Much has changed since Gore, Heston gun debate, Caputo says

Mannix Porterfield
Register-Herald Reporter

August 27, 2008 09:50 pm

Eight years ago, actor Charlton Heston fired up an overflow crowd of union coal miners in Beckley with a grim warning about Al Gore over Second Amendment rights.
Much has changed since George W. Bush painted West Virginia red that year with the help of coal miners and applied a second coat four years later, says House Majority Whip Mike Caputo, D-Marion, an observer at the Democratic National Convention in Denver.
Caputo, an official of the United Mine Workers of America in Fairmont, is painfully aware of how union miners broke ranks and fled into the Bush camp in the 2000 presidential sweepstakes.
Not only did miners hold suspicions that Gore opposed gun rights but posed a threat to the coal industry over his strident environmental beliefs.
This time around, things are different with Barack Obama heading the ticket, Caputo said during a convention break Wednesday.

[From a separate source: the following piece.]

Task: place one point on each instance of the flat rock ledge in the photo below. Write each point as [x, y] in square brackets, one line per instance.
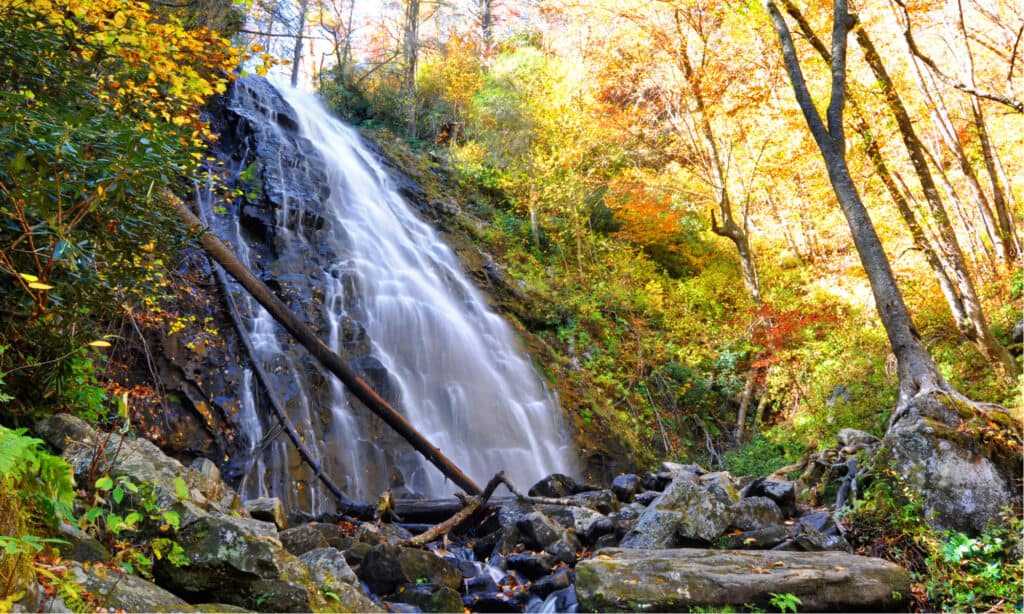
[679, 579]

“I think what’s going to raise the comfort level of coal miners is that Barack Obama is from a coal-producing state,” Caputo said.
“He has worked with the Illinois Legislature on coal issues. We feel comfortable with that. And the fact that John McCain is proposing 13 new nuclear plants doesn’t do us any good at all. I think Barack Obama will appropriate money for clean coal research and technology and carbon capture and sequestration, which is what we’re going to have to do. We have to face the reality of the climate change issue, and we are becoming a greener society. But we need to be a part of that. I don’t think coal is going to go away for a long, long way.”

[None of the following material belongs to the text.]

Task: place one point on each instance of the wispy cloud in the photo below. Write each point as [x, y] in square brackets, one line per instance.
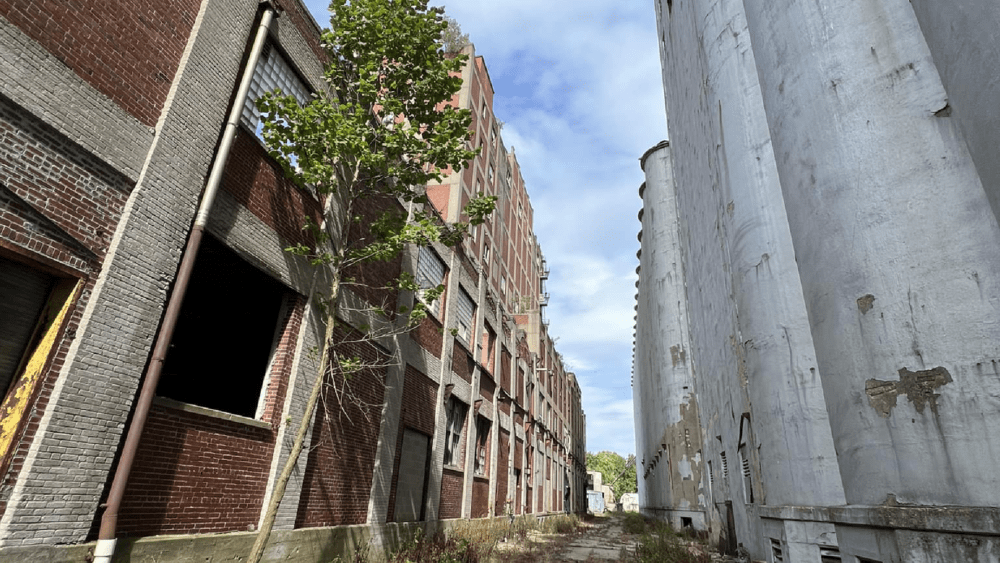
[578, 86]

America still derives half of its electrical power from coal, he pointed out, and the fossil fuel figures to take a leading role in Obama’s national energy plan.

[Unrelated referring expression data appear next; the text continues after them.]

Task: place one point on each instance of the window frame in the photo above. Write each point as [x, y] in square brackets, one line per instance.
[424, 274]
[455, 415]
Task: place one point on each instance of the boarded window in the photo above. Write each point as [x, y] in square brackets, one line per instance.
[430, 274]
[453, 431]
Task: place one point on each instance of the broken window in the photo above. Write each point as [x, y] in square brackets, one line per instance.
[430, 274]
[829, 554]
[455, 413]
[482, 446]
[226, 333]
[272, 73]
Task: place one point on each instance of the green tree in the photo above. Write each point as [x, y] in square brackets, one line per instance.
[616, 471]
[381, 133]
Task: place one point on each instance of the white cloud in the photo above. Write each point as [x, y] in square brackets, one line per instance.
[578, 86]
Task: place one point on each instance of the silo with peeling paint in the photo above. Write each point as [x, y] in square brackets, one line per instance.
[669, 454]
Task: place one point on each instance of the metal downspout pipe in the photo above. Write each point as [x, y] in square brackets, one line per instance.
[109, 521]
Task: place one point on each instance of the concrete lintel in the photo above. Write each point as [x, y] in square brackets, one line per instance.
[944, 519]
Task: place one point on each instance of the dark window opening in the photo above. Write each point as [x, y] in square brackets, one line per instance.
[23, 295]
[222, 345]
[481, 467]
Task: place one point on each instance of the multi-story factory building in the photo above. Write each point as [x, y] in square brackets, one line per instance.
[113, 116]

“People don’t realize it,” he said of the nation’s energy reliance on coal. “They take it for granted. They think maybe electricity is just something that comes out of the wall.”
Caputo and other UMWA leaders plan to take rank-and-file coal miners down memory lane in the remaining weeks of the campaign, reminding them of how the cost of living has soared under the Bush administration.
“We’re making sure they see the shoddy record that Sen. McCain has when it comes to veterans, when it comes to labor unions and when it comes to working class folks,” he said.
“We don’t tell our members how to vote. We’ll tell them it starts from the ground up, who we think would be the best candidate for the membership. It’s our job to put the information in their hands. I think they’ll make the right decision.
“We would really like to see some blue at the end of the tunnel this year.”